Did Robson want more? Was she in danger of falling in love with him? Was that what she was saying?
Of course she wasn’t! She hated his guts for saying she designed doll houses. She was attracted, that’s all.
And resisting.
So she’d come up with a silly rule.
Well, fine. He could abide by it. It wasn’t as if he spent every day thinking about Neely Robson…imagining her lips under his…fantasizing about kissing her.
Well, he hadn’t until the day he’d actually done it.
And now, damn it, he couldn’t seem to forget.
It would have been easier if he’d got to go back to Reno this week. But no, he was stuck in Seattle the whole time, running into her first thing in the morning when she was still sleep-rumpled and soft-lipped.
“Oops, sorry!” she said, and skittered out of his way. But not before she’d brushed against him doing so. And how the hell was he supposed to just pretend his body didn’t leap in response to that?
And then he came downstairs to find her playing with the kittens or sitting in her rocking chair cuddling the rabbit under her chin or nuzzling the blasted guinea pig—and his fingers itched to take the animal out of her hands and pull her into his arms and do a little nuzzling and cuddling of his own.
Ordinarily he got away from her at work, but it was uncanny the number of times he ran smack into her in the hallway and she licked her lips, startled, and he couldn’t help staring straight at them.
Almost worse was going into the blueprint room to see her leaning over the drafting table, her derriere so neatly outlined in her navy trousers as she’d sketched something in for Max. At the sight he’d slopped his coffee on his hand, making him curse.
Worst of all, though, was seeing her disappear into Max’s office and knowing perfectly well that she wasn’t in there coming on to Max at all.
She was perfectly free.
And—by her own decree—totally off-limits. Sebastian ground his teeth at the pointlessness of it.
But then he reminded himself that sex was simply a biological urge. Any appealing woman would do.
Only his father seemed to feel the need to marry them.
Sebastian didn’t. Sebastian wouldn’t. So he either had to put her out of his mind and find someone else to occupy his wayward thoughts. Or he needed to change her mind.
Soon.
The best defense might be a good offense in football and war and all those sweaty fierce masculine pursuits.
But as far as Neely could tell, the best defense for dealing with the effect Sebastian Savas was having on her was going out, keeping busy—and meeting other men.

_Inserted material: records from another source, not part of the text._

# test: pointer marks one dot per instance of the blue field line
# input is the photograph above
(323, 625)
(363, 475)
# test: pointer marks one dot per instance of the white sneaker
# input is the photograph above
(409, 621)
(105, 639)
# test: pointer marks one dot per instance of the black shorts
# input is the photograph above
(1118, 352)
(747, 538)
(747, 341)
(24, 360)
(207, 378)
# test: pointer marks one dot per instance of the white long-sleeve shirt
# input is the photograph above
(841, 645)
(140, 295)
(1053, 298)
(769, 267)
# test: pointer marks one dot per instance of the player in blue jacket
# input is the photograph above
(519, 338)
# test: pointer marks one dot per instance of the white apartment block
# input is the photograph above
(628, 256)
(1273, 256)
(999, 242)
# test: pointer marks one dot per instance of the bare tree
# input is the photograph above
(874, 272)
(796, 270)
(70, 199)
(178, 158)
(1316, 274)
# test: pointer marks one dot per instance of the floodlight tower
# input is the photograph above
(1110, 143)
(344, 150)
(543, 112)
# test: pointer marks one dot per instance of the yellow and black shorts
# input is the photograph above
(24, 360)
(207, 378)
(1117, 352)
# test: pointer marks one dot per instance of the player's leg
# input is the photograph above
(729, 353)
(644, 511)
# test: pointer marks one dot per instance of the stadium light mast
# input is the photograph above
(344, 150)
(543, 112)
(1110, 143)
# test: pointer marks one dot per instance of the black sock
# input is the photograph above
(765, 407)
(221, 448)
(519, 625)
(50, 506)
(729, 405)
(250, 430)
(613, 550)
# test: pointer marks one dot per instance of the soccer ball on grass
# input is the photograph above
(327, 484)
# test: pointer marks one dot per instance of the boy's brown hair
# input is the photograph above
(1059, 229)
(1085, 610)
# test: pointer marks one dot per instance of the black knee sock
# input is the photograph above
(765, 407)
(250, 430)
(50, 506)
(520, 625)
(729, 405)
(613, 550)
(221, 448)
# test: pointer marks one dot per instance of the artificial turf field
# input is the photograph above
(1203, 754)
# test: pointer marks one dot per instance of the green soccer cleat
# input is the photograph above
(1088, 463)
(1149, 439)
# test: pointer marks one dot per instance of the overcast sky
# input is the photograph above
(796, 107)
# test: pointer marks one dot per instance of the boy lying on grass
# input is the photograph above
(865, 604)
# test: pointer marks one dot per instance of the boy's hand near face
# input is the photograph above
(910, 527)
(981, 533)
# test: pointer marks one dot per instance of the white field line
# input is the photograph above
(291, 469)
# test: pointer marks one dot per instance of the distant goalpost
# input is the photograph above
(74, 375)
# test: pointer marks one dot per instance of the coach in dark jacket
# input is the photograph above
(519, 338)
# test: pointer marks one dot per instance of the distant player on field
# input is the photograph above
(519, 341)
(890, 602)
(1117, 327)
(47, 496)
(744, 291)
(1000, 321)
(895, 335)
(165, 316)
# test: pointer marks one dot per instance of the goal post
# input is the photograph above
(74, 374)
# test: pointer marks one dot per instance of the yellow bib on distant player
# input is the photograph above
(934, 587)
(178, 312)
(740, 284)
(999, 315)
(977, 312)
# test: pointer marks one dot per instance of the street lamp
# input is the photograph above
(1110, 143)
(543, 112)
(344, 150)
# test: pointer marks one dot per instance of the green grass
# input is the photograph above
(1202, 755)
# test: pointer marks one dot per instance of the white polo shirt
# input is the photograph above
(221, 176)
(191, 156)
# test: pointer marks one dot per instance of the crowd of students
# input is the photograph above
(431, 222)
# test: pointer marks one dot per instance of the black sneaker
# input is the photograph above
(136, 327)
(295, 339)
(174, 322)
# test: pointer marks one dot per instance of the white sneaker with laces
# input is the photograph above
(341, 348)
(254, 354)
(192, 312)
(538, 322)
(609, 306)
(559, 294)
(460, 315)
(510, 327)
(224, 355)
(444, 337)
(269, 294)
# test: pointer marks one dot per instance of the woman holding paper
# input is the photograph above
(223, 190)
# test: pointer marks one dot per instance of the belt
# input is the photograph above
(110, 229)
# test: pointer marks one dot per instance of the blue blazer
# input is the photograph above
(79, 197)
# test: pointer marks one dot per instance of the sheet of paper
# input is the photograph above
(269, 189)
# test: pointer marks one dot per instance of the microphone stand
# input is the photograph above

“Running scared?” Max said when she told him she was playing intramural volleyball on Monday nights and going bowling on Wednesdays after work. She had gone to book discussion group at the library on Tuesday and she was giving serious thought to taking Harm to obedience class on Thursdays.
Any dog who knocked people into the water needed obedience, didn’t he?
“Running scared?” Neely echoed Max’s words and tried to invest them with as much scorn as possible. “Of what, pray tell?”
“Your roommate,” Max said. He arched a speculative brow and regarded Neely with amusement.